Public health organizations in the US and UK promote digital tools as a means to engage patients as active participants and empower patients with information (Mostashari 2013; Gov.UK 2016). In the US, HHS envisions the use of mobile devices for continuous patient monitoring (Mostashari 2013), including for behavioral health (Wong 2013). Mobile apps are seen as a means to promote healthy lifestyles and behavioral changes (Webb et al. 2010; Dennison et al. 2013), and digital engagement is viewed as a positive attribute that will decrease healthcare costs for society (Lupton 2013). Major healthcare initiatives involve the creation of large national cohorts like the UK Biobank (0.5 million people) and the US Precision Medicine Initiative (goal of 1 million people) (Biobank 2016; White House 2015). These projects strongly emphasize data sharing, and many have plans to include mobile devices for patient monitoring and promotion of healthy behaviors (PMI 2015).

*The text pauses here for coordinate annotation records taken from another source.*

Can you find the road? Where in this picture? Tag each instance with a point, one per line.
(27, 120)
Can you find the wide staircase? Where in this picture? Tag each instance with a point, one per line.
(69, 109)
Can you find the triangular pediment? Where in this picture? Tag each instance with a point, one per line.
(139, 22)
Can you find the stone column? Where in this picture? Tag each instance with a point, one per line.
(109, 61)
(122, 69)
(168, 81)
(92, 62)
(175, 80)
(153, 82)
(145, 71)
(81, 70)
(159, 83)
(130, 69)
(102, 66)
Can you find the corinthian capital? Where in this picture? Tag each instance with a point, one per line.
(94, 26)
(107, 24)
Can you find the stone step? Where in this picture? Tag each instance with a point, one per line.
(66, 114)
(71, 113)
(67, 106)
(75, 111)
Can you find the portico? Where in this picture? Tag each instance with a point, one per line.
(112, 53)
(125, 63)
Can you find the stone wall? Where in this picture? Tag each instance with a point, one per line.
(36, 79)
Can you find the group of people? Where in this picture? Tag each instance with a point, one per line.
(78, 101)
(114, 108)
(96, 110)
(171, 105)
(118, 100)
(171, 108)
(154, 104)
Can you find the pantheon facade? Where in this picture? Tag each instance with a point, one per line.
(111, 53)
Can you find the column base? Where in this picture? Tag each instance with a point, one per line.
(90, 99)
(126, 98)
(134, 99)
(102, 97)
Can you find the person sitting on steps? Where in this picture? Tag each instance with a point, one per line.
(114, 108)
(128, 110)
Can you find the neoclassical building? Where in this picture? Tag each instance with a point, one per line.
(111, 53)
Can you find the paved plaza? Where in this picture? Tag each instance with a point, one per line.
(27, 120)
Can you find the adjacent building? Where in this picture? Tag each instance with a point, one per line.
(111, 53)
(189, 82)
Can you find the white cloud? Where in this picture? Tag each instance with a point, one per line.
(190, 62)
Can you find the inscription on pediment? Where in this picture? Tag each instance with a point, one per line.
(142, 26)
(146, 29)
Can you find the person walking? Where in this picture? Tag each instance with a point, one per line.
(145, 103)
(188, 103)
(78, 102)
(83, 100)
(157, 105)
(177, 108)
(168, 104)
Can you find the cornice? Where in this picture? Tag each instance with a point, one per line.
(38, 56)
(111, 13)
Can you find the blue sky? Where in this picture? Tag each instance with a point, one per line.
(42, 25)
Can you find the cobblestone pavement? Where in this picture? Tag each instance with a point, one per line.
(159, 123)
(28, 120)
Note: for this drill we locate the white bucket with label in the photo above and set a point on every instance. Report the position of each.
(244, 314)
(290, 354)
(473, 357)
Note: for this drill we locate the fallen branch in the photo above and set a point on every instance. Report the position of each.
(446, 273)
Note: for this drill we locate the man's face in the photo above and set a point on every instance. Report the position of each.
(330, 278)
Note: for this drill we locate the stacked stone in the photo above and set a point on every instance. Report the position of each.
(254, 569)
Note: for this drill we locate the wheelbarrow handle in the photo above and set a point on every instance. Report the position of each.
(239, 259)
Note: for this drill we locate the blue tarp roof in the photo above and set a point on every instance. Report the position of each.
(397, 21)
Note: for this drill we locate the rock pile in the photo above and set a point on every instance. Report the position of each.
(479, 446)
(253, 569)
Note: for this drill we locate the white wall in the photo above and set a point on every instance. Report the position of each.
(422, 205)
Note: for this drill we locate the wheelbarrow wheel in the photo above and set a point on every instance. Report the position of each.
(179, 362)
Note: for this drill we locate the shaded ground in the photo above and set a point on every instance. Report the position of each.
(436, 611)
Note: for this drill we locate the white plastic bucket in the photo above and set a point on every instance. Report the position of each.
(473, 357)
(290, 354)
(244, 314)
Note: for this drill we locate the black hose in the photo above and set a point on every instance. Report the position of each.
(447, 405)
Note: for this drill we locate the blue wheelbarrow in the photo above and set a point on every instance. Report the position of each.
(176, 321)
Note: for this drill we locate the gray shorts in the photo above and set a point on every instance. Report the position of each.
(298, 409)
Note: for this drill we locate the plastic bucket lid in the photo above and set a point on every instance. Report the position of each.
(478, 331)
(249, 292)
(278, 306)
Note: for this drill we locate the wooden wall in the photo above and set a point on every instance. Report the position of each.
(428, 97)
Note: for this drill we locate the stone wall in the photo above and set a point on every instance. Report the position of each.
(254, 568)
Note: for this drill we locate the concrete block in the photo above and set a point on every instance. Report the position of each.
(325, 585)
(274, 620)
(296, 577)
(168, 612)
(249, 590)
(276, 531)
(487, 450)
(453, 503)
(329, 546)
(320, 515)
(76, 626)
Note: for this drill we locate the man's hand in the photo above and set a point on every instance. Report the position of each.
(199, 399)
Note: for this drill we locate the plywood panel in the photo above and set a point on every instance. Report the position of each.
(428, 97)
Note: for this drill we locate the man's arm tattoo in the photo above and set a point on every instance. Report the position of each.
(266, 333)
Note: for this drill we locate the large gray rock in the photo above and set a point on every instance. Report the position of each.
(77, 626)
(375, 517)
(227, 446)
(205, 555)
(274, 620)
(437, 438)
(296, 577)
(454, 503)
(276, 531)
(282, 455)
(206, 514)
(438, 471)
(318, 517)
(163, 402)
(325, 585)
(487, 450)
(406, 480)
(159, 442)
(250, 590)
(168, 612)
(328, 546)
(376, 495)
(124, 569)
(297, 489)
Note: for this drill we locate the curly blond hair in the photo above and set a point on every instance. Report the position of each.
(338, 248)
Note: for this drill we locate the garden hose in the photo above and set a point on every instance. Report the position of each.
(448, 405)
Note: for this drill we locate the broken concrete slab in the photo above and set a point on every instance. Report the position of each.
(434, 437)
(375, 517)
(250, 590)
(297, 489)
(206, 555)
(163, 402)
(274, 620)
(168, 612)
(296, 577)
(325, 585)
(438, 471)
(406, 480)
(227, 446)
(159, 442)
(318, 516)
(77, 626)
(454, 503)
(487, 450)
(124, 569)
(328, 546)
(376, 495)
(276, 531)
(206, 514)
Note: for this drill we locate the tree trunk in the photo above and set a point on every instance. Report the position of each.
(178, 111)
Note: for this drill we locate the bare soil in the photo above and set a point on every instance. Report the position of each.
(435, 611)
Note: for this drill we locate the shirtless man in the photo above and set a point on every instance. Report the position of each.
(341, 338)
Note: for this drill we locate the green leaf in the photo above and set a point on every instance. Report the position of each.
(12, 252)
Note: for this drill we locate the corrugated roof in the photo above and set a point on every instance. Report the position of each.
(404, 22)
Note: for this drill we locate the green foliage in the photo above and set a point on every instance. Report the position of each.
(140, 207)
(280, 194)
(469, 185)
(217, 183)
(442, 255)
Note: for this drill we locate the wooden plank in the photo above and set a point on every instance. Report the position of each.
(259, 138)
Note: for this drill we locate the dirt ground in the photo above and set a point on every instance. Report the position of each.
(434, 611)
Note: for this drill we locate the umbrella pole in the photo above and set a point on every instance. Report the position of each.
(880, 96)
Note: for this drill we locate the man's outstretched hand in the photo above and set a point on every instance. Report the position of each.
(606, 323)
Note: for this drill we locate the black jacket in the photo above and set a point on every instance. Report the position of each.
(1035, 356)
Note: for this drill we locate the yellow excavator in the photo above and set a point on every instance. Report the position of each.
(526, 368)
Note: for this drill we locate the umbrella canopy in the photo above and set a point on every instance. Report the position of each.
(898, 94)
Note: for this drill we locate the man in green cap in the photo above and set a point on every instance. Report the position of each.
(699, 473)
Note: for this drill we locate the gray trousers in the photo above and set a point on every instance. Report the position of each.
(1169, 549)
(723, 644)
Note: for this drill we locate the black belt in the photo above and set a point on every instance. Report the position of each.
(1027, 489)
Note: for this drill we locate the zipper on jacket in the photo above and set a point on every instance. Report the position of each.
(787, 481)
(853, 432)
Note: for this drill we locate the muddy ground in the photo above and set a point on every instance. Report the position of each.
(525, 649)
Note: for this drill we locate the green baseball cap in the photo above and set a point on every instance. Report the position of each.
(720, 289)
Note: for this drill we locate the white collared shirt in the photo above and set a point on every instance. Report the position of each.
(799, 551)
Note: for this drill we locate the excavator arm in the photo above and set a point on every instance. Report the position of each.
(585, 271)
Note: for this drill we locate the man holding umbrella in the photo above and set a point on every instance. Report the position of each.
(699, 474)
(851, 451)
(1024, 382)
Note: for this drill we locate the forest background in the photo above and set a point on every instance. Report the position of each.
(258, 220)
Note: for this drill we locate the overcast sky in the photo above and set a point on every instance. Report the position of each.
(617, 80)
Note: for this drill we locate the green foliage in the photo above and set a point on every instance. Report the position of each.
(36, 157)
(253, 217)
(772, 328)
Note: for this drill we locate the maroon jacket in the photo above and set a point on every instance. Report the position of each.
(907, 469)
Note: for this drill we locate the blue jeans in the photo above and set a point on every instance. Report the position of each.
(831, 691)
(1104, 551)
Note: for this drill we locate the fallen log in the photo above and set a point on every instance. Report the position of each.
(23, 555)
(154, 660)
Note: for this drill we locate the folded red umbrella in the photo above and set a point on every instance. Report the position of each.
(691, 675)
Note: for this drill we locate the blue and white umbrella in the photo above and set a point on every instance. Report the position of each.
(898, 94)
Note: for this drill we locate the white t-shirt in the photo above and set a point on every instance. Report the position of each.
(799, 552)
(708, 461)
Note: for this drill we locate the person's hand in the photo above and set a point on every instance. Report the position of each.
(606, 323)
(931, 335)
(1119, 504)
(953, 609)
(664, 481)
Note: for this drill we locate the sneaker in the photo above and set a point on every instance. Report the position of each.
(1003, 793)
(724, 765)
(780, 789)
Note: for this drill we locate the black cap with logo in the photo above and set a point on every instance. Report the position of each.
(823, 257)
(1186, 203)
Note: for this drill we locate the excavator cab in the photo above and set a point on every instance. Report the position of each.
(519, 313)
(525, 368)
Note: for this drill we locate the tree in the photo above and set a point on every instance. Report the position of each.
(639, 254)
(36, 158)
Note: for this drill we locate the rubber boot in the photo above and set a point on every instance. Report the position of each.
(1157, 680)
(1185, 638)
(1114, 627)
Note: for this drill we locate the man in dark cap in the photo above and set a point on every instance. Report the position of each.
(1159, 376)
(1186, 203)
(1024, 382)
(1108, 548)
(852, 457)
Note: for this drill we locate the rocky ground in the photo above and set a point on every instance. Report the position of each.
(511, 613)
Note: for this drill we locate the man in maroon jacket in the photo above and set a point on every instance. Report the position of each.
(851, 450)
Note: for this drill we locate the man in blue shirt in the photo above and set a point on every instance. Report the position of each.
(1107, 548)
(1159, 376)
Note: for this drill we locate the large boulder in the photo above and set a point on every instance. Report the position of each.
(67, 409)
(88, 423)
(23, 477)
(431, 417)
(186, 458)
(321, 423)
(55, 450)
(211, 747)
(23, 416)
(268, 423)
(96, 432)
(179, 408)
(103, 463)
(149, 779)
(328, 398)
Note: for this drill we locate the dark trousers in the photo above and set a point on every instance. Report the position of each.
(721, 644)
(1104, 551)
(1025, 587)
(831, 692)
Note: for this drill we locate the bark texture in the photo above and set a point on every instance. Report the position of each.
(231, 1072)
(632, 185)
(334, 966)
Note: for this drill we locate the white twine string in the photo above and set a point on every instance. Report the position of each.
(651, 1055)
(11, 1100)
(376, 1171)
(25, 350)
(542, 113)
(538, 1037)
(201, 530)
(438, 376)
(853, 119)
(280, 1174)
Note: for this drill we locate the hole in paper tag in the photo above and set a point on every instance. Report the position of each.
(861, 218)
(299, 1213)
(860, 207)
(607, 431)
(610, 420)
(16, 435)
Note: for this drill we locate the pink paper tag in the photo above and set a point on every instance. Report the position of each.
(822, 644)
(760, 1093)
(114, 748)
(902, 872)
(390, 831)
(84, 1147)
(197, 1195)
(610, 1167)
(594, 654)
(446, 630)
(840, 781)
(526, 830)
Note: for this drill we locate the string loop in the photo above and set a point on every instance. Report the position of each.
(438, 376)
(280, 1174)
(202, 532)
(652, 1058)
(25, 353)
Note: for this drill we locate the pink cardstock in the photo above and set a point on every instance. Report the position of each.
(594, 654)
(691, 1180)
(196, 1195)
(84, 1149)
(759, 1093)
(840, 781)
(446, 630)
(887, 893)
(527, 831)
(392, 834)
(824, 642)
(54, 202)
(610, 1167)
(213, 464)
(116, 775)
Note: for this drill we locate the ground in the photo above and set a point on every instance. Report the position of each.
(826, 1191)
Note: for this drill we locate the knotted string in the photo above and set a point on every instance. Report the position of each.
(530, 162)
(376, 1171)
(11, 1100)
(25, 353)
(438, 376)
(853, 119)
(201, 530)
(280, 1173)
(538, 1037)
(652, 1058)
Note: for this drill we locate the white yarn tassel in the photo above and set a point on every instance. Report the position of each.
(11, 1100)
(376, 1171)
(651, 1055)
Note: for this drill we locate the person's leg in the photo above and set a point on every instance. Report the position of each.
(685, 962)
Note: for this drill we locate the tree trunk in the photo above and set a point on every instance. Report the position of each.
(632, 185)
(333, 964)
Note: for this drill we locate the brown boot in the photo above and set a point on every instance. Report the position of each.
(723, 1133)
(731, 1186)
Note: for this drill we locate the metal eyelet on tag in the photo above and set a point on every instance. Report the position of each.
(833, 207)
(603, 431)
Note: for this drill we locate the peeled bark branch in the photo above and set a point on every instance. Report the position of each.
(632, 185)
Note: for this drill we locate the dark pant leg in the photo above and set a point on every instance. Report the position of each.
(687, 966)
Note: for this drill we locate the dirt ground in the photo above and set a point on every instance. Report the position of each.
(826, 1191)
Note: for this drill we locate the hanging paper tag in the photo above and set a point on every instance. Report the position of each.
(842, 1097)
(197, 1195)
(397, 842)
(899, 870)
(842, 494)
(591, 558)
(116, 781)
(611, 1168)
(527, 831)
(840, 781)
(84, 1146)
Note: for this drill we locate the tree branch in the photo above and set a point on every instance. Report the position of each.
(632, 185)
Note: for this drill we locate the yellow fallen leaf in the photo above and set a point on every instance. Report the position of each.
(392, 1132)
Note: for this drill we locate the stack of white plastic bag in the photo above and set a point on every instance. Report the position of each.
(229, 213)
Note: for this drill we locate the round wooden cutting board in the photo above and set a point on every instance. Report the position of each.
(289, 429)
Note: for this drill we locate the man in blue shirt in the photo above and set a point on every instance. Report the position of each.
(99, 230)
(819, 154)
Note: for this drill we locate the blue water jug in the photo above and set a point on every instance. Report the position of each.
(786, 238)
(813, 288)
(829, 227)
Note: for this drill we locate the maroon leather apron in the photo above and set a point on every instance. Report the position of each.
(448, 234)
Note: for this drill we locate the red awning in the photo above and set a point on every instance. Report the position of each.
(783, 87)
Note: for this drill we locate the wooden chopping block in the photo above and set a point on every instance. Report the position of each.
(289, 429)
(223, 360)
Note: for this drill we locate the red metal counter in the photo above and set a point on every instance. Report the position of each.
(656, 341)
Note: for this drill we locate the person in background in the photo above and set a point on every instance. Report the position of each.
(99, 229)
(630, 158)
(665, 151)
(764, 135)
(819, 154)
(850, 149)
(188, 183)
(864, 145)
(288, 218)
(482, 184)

With the emphasis on data sharing by government and industry, privacy is often portrayed as an impediment to progress such as to achieving data-driven advances in healthcare (Cairns 2015; Goldfarb and Tucker 2012; Sarpatwari and Gagne 2016). Privacy regulation is often described as stifling technological innovation (Ruoff 2016). Yet, despite the pressure to disclose, people still want privacy. In the US, privacy remains important to people of all ages, including young adults aged 18–24 years (Hoofnagle et al. 2010). Ninety-two percent of Americans want the right to delete all online information (Turow et al. 2009). There is a special unease relating to disclosure of medical data. Many in the US and UK remain concerned about the privacy of data in the EMR, would like to limit sharing (Kim et al. 2015; Schwartz et al. 2015; eTRIKS 2016) and especially of sensitive data (Caine and Hanania 2013; Flynn et al. 2003; Snell 2017). Between 27–54% of patients may withhold information from a physician due to technology-related privacy concerns (Fair Warning US 2011; Fair Warning UK 2012; California HealthCare 2010). Most teenage patients with chronic illness do not disclose their health information on social media (van der Velden and El Emam 2013). In a recent international study of patients with bipolar disorder, the reason many looked online for information was because they incorrectly thought they would be anonymous (Conell et al. 2016).

Ethical issues

Given the opaque nature of the digital economy and the disruptions associated with rapidly evolving technological change, new ethical issues are arising in psychiatry from the use of technology. The classification of individuals based on big data may have long-lasting and negative non-medical impacts (Executive Office 2016; FTC 2016a). The use of unvalidated apps, medical websites with poor quality information, or self-diagnosis and self-treatment may lead to medical risks, including a delay in seeking professional help (Ryan and Wilson 2008; Armontrout et al. 2016). Traditional societal concepts of what data are public versus private data, and medical versus non-medical are blurring (Tene and Polonetsky 2013; Monteith and Glenn 2016; Friedland 2015). Without addressing the new ethical issues, physicians may inadvertently harm patients with mental illness by recommending the use of technology. To discuss these ethical issues, several questions will be posed.
Issue 1: 

Should physicians recommend digital technology when patients lack technical skills and understanding of the digital economy?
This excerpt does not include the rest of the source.